Why is the Global Champions Tour (GCT) so successful? It’s because it’s had one shrewd businessman at the helm. Even though Jan Tops has now brought in a partner, Frank McCourt — another very shrewd businessman — at worst their decisions are answerable to a panel of two.
They have a huge advantage over the rest of showjumping — no committees. They can make fast and commercial decisions, purely in their best interests. They’ve expanded round the world and the prize money has also continued to go up.
The FEI would struggle to match Jan in his vision but then the FEI would have to go through a lot of committees. The results of the processes the FEI has to take on board were particularly obvious in their recent decision to implement the boot rule, and continue with the blood rule. What a bad PR move that name was in the first place.
Rule changes should only be made by a small expert group, who are focused solely on showjumping. If they keep opening up the vote to countries all around the world — who don’t necessarily have knowledge of the top end of the sport — we’ll find ourselves all jumping in snaffles and no martingales.
The FEI’s inclusivity was obvious in its decision to host this year’s general assembly in Uruguay — but can you imagine how much that jolly cost?
Let’s pool expert resources
As for showjumping in Britain, I am wholly in agreement with William Funnell’s column last week. We need to find solutions and there is no magic wand.
We lost a valued supporter of top-end showjumping when Michael Mac died. He could make a decision in the best interest of owners, showjumpers and shows. He understood the sport completely.
It’s no coincidence that since he passed away we’ve seen a downward turn in our national shows, our top-end sport and the rules decisions that are made.

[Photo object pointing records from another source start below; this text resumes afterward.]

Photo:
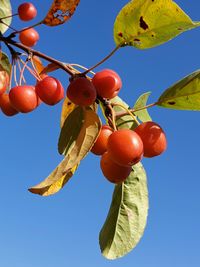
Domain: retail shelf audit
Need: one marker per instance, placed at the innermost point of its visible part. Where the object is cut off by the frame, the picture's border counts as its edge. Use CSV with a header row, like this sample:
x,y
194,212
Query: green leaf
x,y
127,216
5,63
145,24
143,114
5,11
184,95
78,150
70,130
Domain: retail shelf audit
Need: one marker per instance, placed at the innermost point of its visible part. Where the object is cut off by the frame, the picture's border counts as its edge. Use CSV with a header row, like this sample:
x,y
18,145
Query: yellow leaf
x,y
60,12
65,170
55,181
145,24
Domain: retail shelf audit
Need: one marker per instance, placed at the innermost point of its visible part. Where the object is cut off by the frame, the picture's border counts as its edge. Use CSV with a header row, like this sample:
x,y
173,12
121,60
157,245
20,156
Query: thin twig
x,y
39,54
102,61
123,113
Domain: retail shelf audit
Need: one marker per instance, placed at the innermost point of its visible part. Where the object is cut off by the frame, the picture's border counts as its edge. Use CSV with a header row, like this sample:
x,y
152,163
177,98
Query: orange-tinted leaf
x,y
65,170
67,108
55,181
60,12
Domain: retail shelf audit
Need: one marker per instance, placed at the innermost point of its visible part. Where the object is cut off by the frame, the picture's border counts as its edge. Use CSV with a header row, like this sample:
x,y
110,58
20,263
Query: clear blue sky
x,y
62,230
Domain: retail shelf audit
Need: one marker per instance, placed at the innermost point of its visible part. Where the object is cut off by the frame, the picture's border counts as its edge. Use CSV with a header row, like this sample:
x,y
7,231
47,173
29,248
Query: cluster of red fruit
x,y
120,149
105,84
123,148
29,36
26,98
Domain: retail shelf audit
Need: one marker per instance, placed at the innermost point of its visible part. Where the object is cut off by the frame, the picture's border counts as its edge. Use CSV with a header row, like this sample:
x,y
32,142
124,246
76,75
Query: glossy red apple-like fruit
x,y
153,138
125,147
100,145
107,83
112,171
29,37
81,92
50,90
23,98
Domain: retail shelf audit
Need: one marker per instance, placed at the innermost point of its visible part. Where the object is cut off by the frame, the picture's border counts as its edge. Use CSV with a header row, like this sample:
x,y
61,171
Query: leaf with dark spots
x,y
151,22
60,12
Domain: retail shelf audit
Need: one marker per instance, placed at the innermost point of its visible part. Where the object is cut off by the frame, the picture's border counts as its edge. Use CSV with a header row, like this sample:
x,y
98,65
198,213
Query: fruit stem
x,y
29,50
1,21
27,28
102,61
32,72
81,67
128,111
10,16
21,70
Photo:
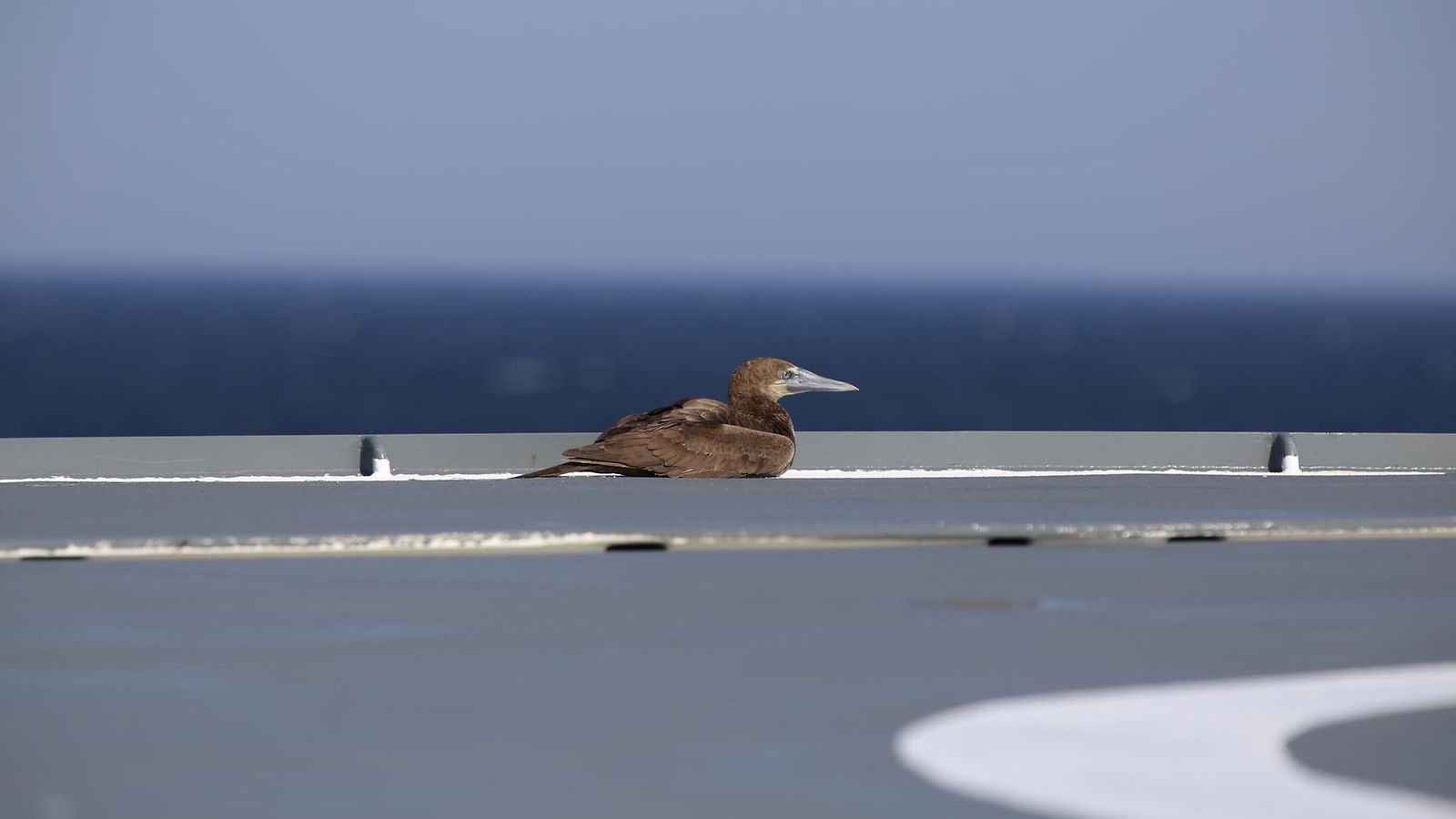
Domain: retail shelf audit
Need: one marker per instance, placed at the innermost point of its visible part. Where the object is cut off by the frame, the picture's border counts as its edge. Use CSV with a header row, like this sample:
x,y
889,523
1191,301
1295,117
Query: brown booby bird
x,y
699,438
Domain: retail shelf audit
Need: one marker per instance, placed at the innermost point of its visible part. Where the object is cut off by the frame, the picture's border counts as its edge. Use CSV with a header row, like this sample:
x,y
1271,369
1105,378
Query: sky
x,y
1308,143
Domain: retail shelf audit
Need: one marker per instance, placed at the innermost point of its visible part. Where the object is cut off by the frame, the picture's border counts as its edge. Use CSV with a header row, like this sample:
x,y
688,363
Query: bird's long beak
x,y
805,380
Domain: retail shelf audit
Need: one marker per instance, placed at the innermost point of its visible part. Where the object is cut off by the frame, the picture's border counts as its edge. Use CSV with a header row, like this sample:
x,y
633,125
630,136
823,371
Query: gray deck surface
x,y
691,682
864,508
679,683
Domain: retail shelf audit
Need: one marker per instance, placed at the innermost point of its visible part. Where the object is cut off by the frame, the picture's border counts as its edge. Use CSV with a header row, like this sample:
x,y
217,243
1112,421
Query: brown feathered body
x,y
750,436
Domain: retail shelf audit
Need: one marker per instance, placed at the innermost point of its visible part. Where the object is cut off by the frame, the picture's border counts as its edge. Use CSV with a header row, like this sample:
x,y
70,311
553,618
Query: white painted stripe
x,y
383,474
1187,751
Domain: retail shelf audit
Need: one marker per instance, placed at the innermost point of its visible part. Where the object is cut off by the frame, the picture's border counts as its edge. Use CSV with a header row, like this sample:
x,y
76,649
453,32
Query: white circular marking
x,y
1187,751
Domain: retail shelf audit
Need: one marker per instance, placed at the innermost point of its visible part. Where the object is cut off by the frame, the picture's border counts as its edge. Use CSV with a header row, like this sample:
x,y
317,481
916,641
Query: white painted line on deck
x,y
1186,751
383,475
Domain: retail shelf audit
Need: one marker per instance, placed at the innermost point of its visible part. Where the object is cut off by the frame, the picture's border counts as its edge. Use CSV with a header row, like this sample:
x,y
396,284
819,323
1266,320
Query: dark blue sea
x,y
248,354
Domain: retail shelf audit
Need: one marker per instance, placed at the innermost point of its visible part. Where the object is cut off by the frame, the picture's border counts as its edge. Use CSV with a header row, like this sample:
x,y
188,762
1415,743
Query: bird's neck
x,y
763,413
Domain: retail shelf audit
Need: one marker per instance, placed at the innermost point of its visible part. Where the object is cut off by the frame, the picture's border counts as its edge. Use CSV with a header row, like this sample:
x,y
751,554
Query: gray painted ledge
x,y
492,453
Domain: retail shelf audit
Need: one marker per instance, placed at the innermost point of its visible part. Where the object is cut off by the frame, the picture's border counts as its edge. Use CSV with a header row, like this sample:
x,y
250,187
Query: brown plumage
x,y
699,438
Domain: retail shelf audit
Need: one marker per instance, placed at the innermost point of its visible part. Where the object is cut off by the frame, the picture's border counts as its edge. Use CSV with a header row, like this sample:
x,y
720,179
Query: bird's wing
x,y
693,438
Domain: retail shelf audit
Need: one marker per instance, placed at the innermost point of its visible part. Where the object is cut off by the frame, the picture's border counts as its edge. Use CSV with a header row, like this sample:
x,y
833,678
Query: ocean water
x,y
114,356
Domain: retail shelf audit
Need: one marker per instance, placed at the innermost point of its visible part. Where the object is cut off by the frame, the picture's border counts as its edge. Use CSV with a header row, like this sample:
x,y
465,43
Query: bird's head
x,y
779,378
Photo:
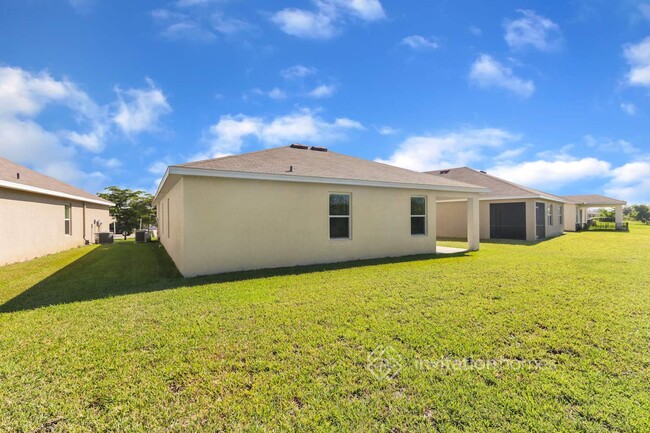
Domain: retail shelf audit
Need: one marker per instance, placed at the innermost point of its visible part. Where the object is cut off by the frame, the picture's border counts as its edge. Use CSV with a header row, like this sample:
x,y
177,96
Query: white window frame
x,y
426,218
67,207
348,216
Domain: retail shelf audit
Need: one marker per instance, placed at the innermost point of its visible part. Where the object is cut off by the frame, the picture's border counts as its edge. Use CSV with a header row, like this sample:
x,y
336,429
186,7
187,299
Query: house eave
x,y
43,191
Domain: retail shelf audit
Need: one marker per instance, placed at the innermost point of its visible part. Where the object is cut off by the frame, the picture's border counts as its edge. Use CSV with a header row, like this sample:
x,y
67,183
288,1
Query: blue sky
x,y
554,95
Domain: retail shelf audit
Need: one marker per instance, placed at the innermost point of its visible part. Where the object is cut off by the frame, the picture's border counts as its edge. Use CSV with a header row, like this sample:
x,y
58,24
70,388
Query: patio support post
x,y
473,226
619,216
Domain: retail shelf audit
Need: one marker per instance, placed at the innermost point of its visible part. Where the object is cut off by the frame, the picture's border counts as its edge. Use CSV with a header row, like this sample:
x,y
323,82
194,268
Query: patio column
x,y
619,216
473,226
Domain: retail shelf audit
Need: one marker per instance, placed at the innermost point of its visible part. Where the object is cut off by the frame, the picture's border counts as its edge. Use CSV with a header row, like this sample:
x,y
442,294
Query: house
x,y
40,215
507,211
577,210
299,205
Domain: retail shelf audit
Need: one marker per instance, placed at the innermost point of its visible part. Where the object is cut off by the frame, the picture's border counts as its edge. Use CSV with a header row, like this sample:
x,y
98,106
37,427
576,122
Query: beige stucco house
x,y
578,206
507,211
40,215
299,205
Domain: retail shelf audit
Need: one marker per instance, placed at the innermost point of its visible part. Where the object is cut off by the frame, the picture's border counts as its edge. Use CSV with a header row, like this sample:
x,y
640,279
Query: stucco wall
x,y
171,223
32,225
452,219
232,224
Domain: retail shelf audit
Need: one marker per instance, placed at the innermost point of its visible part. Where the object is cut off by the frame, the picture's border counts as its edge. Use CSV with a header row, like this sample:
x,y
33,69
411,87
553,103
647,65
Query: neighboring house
x,y
296,205
507,211
40,215
577,210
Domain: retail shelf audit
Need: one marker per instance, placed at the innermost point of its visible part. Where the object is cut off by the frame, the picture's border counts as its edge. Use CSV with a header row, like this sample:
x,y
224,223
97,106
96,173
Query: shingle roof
x,y
594,199
499,188
46,184
288,161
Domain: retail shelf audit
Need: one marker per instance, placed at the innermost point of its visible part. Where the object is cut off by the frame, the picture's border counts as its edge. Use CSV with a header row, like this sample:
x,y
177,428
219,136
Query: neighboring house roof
x,y
303,164
499,188
18,177
594,200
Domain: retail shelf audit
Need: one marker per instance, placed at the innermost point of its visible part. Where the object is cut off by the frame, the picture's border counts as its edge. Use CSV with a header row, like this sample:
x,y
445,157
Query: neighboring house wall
x,y
171,223
232,224
33,225
452,220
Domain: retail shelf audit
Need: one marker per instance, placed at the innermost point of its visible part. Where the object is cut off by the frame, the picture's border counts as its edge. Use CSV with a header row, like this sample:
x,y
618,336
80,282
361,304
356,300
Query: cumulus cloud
x,y
487,72
417,42
139,110
326,20
322,91
454,149
638,56
532,30
552,173
227,136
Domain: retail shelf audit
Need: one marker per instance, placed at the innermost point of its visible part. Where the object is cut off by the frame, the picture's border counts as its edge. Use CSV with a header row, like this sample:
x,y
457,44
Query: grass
x,y
110,338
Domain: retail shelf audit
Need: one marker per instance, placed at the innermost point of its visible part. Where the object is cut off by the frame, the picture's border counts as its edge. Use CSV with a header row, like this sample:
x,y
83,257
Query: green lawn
x,y
547,337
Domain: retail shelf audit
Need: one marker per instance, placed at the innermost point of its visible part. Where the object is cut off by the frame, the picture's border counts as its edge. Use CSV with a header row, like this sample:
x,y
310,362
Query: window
x,y
339,216
418,216
68,228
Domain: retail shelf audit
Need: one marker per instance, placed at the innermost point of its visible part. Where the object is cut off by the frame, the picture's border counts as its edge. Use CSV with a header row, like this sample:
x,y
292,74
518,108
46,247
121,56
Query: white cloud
x,y
297,71
430,152
304,24
628,108
387,130
139,110
612,146
322,91
327,19
532,30
551,174
631,182
487,72
418,42
638,56
227,136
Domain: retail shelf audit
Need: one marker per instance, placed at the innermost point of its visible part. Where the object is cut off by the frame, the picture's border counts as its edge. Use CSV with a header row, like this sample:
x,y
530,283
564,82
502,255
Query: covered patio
x,y
580,205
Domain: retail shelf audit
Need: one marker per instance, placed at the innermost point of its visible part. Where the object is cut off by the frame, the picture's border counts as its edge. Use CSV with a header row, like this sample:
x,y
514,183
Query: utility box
x,y
104,238
142,236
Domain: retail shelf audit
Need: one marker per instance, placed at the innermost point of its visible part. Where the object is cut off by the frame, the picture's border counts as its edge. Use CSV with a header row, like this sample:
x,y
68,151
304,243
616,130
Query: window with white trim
x,y
67,219
418,216
339,216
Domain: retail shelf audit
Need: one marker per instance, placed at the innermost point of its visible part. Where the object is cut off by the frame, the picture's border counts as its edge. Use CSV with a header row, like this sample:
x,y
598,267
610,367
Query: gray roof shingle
x,y
31,178
327,165
499,188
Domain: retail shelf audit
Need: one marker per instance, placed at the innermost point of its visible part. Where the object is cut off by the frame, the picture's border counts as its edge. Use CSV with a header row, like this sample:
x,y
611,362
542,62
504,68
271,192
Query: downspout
x,y
84,222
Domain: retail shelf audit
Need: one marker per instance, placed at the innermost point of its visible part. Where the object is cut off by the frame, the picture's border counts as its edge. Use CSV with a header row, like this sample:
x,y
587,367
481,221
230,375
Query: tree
x,y
133,209
640,212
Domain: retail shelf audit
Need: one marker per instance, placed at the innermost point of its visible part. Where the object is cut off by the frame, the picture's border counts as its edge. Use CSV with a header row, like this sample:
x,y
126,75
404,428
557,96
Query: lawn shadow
x,y
127,268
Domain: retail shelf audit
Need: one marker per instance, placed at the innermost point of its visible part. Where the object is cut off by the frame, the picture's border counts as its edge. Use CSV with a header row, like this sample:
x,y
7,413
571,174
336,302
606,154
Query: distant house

Now we have a lot of committees making rules that affect a lot of people — and not for the better. We need to come together and use the expertise we have so we can make some steady progress in small steps, not in knee-jerk reactions.
We have great business people in this country who are supporters of showjumping and they should be brought on board to give the sport some momentum. We could use their input on how to market it and how to appeal to commercial England for investment.
Modern technology has given us fantastic and easy ways to communicate, so I’ve also suggested to Nigel Coupe and Matt Sampson that they form a WhatsApp group — essentially a “riders club” forum for ideas and comments. This then can be a great way of communicating with British Showjumping, team leaders and sponsors.
At this point, we need to be constructive; if everyone keeps knocking the sport, no one will want to be a part of its future.
Time to split WEG?
News came out of the FEI’s AGM that Samorin’s bid to host WEG 2020 has been withdrawn. It’s the scale of the championships that people are now reluctant to take on. We know dressage and showjumping work well together — as shows like Olympia demonstrate — so has the time come to start dividing the championships up? I think there would be plenty of venues keen to take those two disciplines on as a package.